「長谷川君って、確か、東京の子ですよね?」

 記憶の糸をたどっていくかのように話し始めた早川は、現役引退後の2012年から4年間、オリックスで関東エリアの担当スカウトを務めていた。

「聖徳学園? そうだ、そうですよ。僕も見たと思うんです。でも、リストからは消しちゃってるんですね。そういうところが、ソフトバンクのすごいところですよ。3軍があるから、バラエティーに富んだ指名ができるんですよ」

 プロに行くような高校生なら、1年生のころからその存在は噂になる。“長谷川宙輝”も、オリックスのリストに間違いなくあった“はず”だった。しかし、獲得への予算や選手枠の制約から、数百人のリストの中から、最終的には5、6人しかドラフト会議では指名できない。選手一人ひとりを精査していく作業の中で、スカウトたちが“最初の基準”に置くデータは、選手の「身長」と「体重」だ。
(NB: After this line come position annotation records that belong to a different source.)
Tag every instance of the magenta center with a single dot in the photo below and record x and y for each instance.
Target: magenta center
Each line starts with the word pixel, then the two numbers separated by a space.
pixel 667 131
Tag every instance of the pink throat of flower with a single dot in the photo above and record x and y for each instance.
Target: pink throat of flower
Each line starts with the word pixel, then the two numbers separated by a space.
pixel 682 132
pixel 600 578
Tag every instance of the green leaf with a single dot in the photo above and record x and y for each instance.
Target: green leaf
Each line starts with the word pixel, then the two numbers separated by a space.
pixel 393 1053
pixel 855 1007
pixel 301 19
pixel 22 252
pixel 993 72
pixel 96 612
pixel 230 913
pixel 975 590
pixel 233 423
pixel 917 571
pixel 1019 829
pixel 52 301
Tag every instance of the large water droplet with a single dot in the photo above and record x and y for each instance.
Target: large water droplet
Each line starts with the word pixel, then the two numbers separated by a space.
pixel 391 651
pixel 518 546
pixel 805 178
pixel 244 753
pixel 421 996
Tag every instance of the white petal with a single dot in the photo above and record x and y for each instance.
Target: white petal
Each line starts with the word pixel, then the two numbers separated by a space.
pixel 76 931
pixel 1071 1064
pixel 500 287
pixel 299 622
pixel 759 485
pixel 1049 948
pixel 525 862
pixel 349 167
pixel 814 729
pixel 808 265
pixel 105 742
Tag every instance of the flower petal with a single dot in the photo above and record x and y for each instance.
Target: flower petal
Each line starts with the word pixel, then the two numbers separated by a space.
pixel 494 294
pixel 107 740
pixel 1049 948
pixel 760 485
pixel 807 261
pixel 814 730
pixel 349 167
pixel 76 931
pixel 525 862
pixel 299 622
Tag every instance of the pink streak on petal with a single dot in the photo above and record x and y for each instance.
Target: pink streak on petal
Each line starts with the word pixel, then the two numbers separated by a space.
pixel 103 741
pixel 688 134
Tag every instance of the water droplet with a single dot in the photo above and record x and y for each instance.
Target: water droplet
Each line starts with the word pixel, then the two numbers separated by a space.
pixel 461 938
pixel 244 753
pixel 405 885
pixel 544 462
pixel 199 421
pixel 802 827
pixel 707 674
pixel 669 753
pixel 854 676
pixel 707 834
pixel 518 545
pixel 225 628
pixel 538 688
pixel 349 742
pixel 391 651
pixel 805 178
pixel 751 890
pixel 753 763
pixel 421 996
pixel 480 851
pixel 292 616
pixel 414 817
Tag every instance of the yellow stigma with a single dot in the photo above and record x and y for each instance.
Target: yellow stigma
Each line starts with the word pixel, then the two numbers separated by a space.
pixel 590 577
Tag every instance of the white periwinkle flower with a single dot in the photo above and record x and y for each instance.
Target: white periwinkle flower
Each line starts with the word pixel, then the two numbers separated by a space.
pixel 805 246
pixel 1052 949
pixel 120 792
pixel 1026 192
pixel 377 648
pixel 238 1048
 ボディーサイズは、乗用車の排気量にたとえられる。軽自動車と、メルセデス・ベンツでは、エンジンの大きさも違えば、乗用人員の定数も違う。人間でいえば、フィジカル面での差だ。ただ、人の場合、車のようにエンジンを取り換えることはできない。エンジンをチューンアップし、性能を多少はアップできても、軽自動車の排気量をベンツ並みに上げることなど、そもそも不可能だ。だから、プロのスカウトはまず、小さい選手より大きい選手、頑丈な選手を探すのだ。

 身長なら最低でも175センチ以上、180センチ前後が基準となってくる。体重も、70キロ前半では軽い。筋肉がついていない高校生でも、180以上の身長があれば、70キロ後半から80キロ台が目安になってくる。球団発表の長谷川の身長は174、体重は73。これだと“細い”と判断され、継続調査に入る以前に、そのリストからはじかれてしまう可能性が大きい。

 だから、オリックスの指名リストに「長谷川宙輝」がなかったからといって、早川の見る目がなかったわけでも、オリックスのスカウト網が特に弱いというわけでもない。育成に特化できる3軍という枠を持つソフトバンクには、長谷川のような隠れた逸材を獲得してから、時間をかけて育成できるだけの“ゆとりと環境”が整っている。そこが他球団との大きな違いだ。だからこそ、ソフトバンクのスカウトたちは、全国をくまなく回り、スカウト網を張り巡らせ、他球団ではリストにも入らない選手であっても、何か光る部分があれば継続して追いかけ、可能性を見いだしていくのだ。